Fourth, have a long-term view and plan in mind. Looking at the day-to-day doesn’t give a good perspective of how people are growing. Instead of being discouraged, think of specific ways you can help the congregation to grow over the next month. We have eternity to look forward to getting this down right, so don’t be discouraged by what seems to be a lack of growth on earth.

Finally, love and pray for your congregation. You have been tasked with the great honor to point people to Christ through your singing. Do your best to be honoring and loving toward those who may malign you. And remember that the reason we gather together is for God, not for us.

 

Transitioning Out

Over the past month, I have been in the process of transitioning out of the current church I serve and preparing to move and begin a new season of ministry in Longmont, Colorado focusing exclusively on worship through music. This process began last fall when I was talking to the youth pastor at this new church who has been a friend for a few years, and told my that my name had been brought up when the church decided it was time to hire a worship pastor. I officially applied for the position this past February, candidated last month and got called to the position a week later. Thus I have been wrestling through how to transition out of one church and into another without (hopefully!) dropping the ball at either place. Here are some of the things I’ve learned over the past few weeks.

It’s going to be hard.

I should have known this from the beginning, but I didn’t expect it to be as emotional as it was. I’ve enjoyed serving here for almost 4 years and have grown close to many people in the church. It’s been a joy to serve and I’ve had many opportunities to serve in so many different areas than I expected and have grown in my ability to lead people through music, pouring everything I could into the ministry here. Thinking that I won’t get to serve with them anymore isn’t easy to think through!

-Make Instruction Books

I quickly realized that my weekly to do list is bigger than I realized! Not as far as time, but as far as the steps it takes to get the music “stuff” ready each week! I need to pick songs that correlate to the sermon, think through any special events that week (missions moments, special announcements), Scripture readings, getting all the computers ready with the loops, lyrics and other slides, and then making sure planning center is right and everyone has the music in the right keys! During my time here I didn’t think through any of these processes but just do them! I took screen shots of each step of the process and included instructions about how to use all the main programs (for us here it’s Proclaim, Planning Center and Mainstage).

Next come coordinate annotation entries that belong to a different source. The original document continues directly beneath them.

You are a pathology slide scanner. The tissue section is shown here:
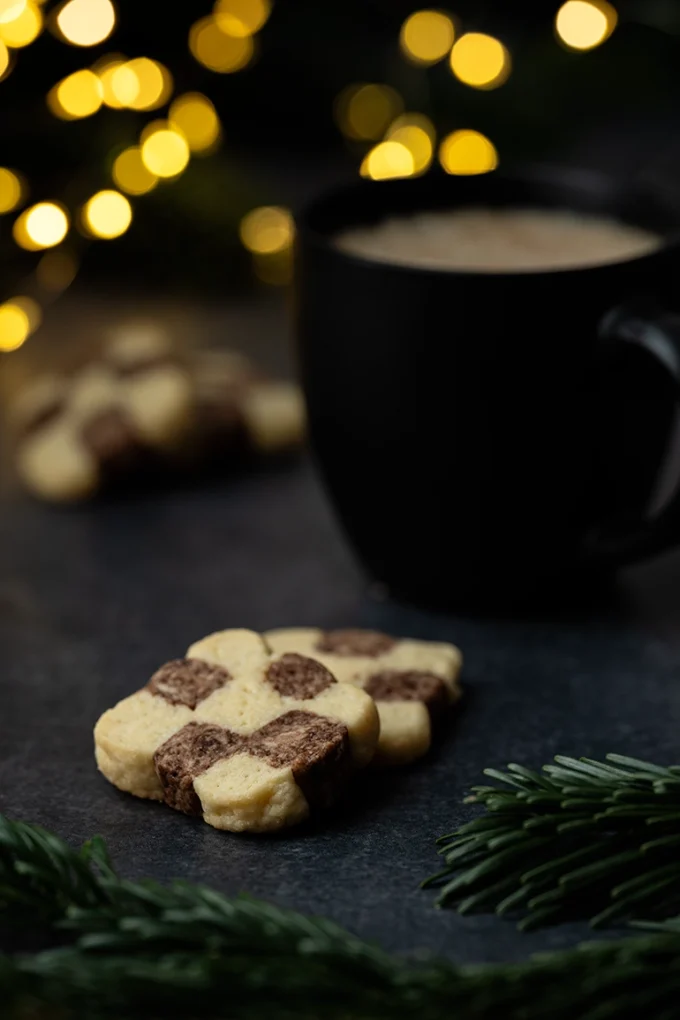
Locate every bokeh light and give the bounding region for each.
[451,32,512,89]
[47,68,104,120]
[57,0,115,46]
[189,17,255,74]
[385,113,436,173]
[12,202,68,251]
[213,0,271,38]
[0,166,24,213]
[361,141,415,181]
[168,92,221,153]
[0,0,43,49]
[111,145,158,195]
[9,295,43,336]
[36,249,77,294]
[92,54,131,110]
[142,120,190,177]
[439,131,499,175]
[83,190,133,240]
[335,85,404,142]
[399,10,456,64]
[0,0,28,24]
[239,205,295,255]
[125,57,172,110]
[555,0,619,50]
[0,301,31,351]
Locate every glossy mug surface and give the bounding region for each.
[296,168,680,606]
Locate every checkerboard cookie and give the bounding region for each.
[193,350,305,456]
[95,630,379,832]
[264,627,463,764]
[11,323,305,502]
[11,326,193,502]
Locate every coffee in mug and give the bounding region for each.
[336,207,663,272]
[295,167,680,610]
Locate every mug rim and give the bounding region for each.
[296,162,680,282]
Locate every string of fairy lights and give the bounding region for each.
[0,0,617,352]
[342,0,618,181]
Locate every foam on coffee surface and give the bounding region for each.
[335,207,664,272]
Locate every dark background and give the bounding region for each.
[0,0,680,296]
[0,0,680,961]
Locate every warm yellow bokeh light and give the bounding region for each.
[0,166,23,213]
[125,57,172,110]
[142,121,190,177]
[168,92,221,152]
[83,190,133,240]
[387,117,434,173]
[0,0,28,24]
[361,141,415,181]
[95,57,132,110]
[0,0,43,49]
[451,32,512,89]
[0,301,31,351]
[239,205,295,255]
[213,0,271,38]
[399,10,456,64]
[111,145,158,195]
[189,17,255,74]
[335,85,404,141]
[7,295,43,335]
[555,0,619,50]
[439,131,499,175]
[57,0,115,46]
[12,202,68,251]
[36,250,77,294]
[47,68,104,120]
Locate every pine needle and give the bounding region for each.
[0,816,680,1020]
[423,755,680,930]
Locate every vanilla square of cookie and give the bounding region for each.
[95,630,379,832]
[264,627,463,765]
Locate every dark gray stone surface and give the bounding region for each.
[0,464,680,961]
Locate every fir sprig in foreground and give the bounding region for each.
[424,755,680,930]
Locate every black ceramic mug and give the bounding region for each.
[296,168,680,607]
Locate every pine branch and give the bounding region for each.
[0,816,680,1020]
[0,898,680,1020]
[423,755,680,931]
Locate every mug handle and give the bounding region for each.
[588,305,680,567]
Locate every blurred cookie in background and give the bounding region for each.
[9,323,305,502]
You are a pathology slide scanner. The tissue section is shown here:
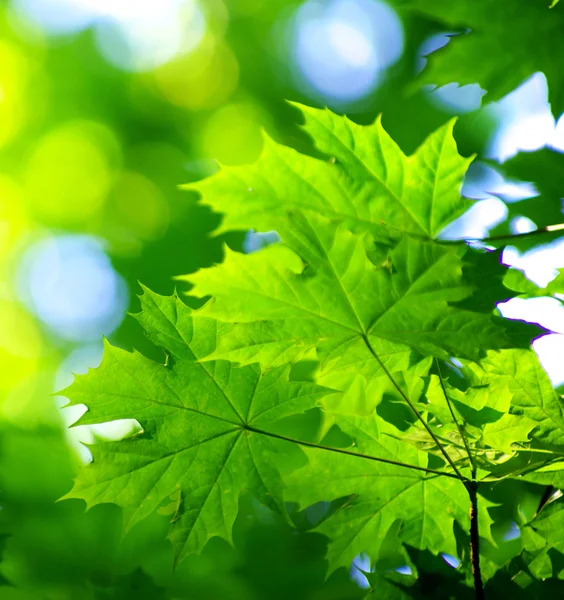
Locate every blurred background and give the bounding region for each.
[0,0,564,600]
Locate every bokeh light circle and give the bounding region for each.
[17,235,128,342]
[292,0,404,103]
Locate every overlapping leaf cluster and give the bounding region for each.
[67,107,564,598]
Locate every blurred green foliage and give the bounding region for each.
[0,0,560,600]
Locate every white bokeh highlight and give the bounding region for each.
[292,0,404,104]
[12,0,206,71]
[17,235,128,342]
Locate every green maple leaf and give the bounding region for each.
[470,350,564,446]
[67,290,329,558]
[410,0,564,115]
[186,215,528,408]
[286,417,474,569]
[186,106,472,243]
[522,498,564,581]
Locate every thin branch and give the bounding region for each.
[435,358,476,479]
[362,335,468,485]
[436,223,564,244]
[535,485,556,517]
[243,425,467,482]
[468,481,485,600]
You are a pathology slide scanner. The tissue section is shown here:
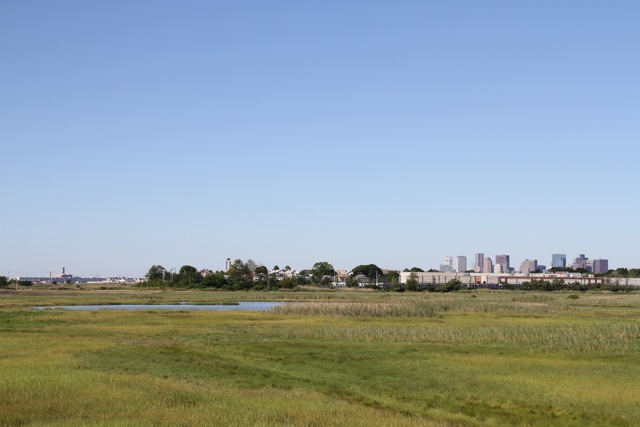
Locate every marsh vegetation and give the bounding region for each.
[0,288,640,426]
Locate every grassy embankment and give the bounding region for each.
[0,289,640,426]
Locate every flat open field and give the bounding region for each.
[0,288,640,426]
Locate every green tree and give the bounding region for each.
[351,264,382,281]
[310,261,336,284]
[200,271,229,289]
[178,265,202,287]
[382,270,400,286]
[406,271,418,291]
[255,265,269,276]
[145,265,167,281]
[227,259,253,289]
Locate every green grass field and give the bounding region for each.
[0,288,640,426]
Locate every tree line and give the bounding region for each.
[139,259,400,290]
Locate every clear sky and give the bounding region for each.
[0,0,640,276]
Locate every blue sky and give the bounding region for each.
[0,0,640,276]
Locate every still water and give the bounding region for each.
[34,302,287,311]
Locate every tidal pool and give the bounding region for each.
[34,302,287,311]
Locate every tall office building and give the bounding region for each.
[473,253,484,273]
[571,254,589,270]
[551,254,567,268]
[496,255,510,273]
[440,255,453,273]
[592,259,609,273]
[456,256,467,273]
[482,257,493,273]
[520,259,538,274]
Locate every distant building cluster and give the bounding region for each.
[440,252,609,274]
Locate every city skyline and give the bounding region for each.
[0,253,616,279]
[0,0,640,276]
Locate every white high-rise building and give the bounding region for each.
[473,253,484,273]
[482,257,493,273]
[520,259,538,274]
[440,255,453,273]
[456,255,467,273]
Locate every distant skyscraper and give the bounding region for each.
[456,256,467,273]
[473,253,484,273]
[440,255,453,273]
[571,254,589,270]
[482,257,493,273]
[551,254,567,268]
[593,259,609,273]
[496,255,510,273]
[520,259,538,274]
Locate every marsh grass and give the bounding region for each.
[0,289,640,426]
[264,324,640,354]
[269,298,437,317]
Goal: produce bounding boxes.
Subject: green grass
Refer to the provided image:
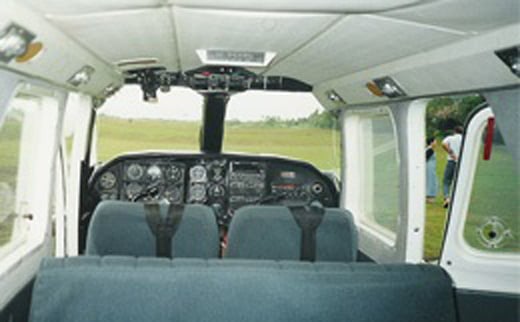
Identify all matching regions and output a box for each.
[0,117,520,260]
[0,117,21,246]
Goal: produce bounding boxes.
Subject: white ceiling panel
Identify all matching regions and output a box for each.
[269,15,464,84]
[168,0,428,13]
[51,8,178,70]
[18,0,162,15]
[173,8,340,70]
[384,0,520,32]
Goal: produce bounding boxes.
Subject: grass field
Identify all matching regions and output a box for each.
[0,117,520,260]
[98,118,446,259]
[0,116,21,245]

-Think Through All Your Subscriptions

Most music related things today seem to be subscription based, like Planning Center. Everything we’ve done here is currently tied to my account and church credit card which will soon be deactivated! I think I’ve transitioned them all to a different person and card, but I’m really hoping I didn’t miss anything!

-Ministry Is Relationships

Make sure you spend time with the people you’ve invested in. If this means setting up a meal for the ministries you’ve been most involved in, get it done. I was able to have a reception in between services this past Sunday to connect with a number of people, but it was very quick and I only was able to talk to people briefly. I did a music team meal, and a youth leader meal as both a way to say thank you for our time together, but also to just hang out with those people I’ve gotten close to over my years here.

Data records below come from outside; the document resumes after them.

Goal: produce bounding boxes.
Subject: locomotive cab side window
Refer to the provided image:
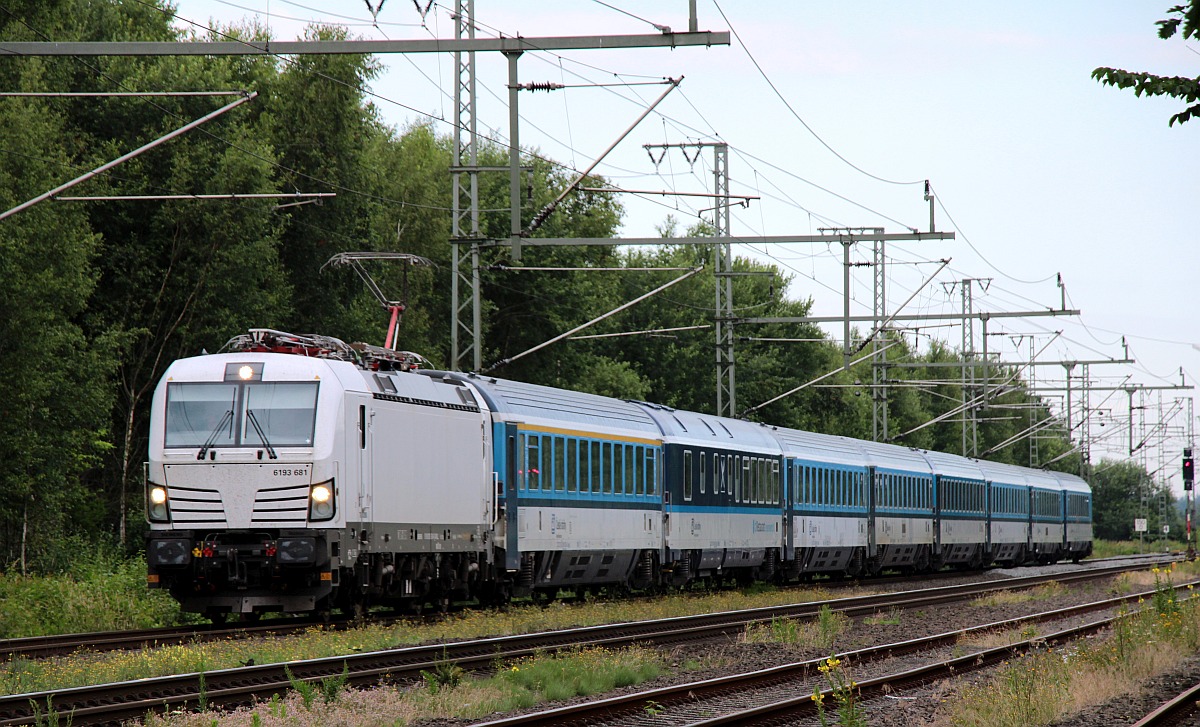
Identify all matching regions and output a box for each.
[163,380,318,447]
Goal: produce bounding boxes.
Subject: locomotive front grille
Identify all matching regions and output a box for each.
[168,486,228,527]
[251,485,308,524]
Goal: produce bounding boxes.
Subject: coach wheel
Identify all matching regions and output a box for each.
[912,546,930,573]
[846,548,866,578]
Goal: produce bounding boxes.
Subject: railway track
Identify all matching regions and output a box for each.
[1134,684,1200,727]
[0,564,1166,725]
[0,554,1164,662]
[479,584,1200,727]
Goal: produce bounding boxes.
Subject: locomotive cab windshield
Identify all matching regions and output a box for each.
[164,380,317,455]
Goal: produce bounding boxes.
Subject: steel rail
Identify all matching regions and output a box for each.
[0,564,1171,726]
[478,582,1200,727]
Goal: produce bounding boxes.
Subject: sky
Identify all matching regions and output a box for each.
[176,0,1200,491]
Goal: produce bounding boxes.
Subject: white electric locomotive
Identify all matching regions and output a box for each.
[146,329,1092,620]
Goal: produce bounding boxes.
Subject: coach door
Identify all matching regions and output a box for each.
[866,467,880,559]
[500,423,524,571]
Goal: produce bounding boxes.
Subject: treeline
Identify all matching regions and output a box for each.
[0,0,1142,570]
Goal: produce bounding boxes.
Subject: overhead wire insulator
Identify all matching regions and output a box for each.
[517,80,566,91]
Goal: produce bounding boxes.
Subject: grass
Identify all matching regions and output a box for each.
[0,554,185,638]
[1092,533,1188,558]
[146,647,667,727]
[863,606,904,626]
[742,606,850,651]
[970,581,1067,608]
[949,564,1200,727]
[0,589,865,695]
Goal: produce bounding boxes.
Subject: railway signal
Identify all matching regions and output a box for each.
[1183,447,1196,489]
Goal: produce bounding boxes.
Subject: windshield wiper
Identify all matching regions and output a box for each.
[246,409,280,459]
[196,409,233,459]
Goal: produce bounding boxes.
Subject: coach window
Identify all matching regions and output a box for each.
[742,457,754,504]
[566,438,580,492]
[625,444,646,494]
[600,441,612,494]
[730,455,742,503]
[546,437,566,492]
[526,434,541,489]
[683,450,692,500]
[758,459,770,505]
[646,447,659,495]
[512,432,529,489]
[580,441,600,492]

-The Ministry Is Not Yours

This time has been a good reminder to me that this church isn’t all about me. Sure, I’ve left my mark on the areas I’m involved in and (again, hopefully!) positively in people’s lives, but the ministry will go on without me. This is hard to admit and even now hard to see how sometimes, but I know that God is in control. I hope we all have a mindset similar to John the Baptist who viewed his ministry as one of preparation (Mark 1:7-8).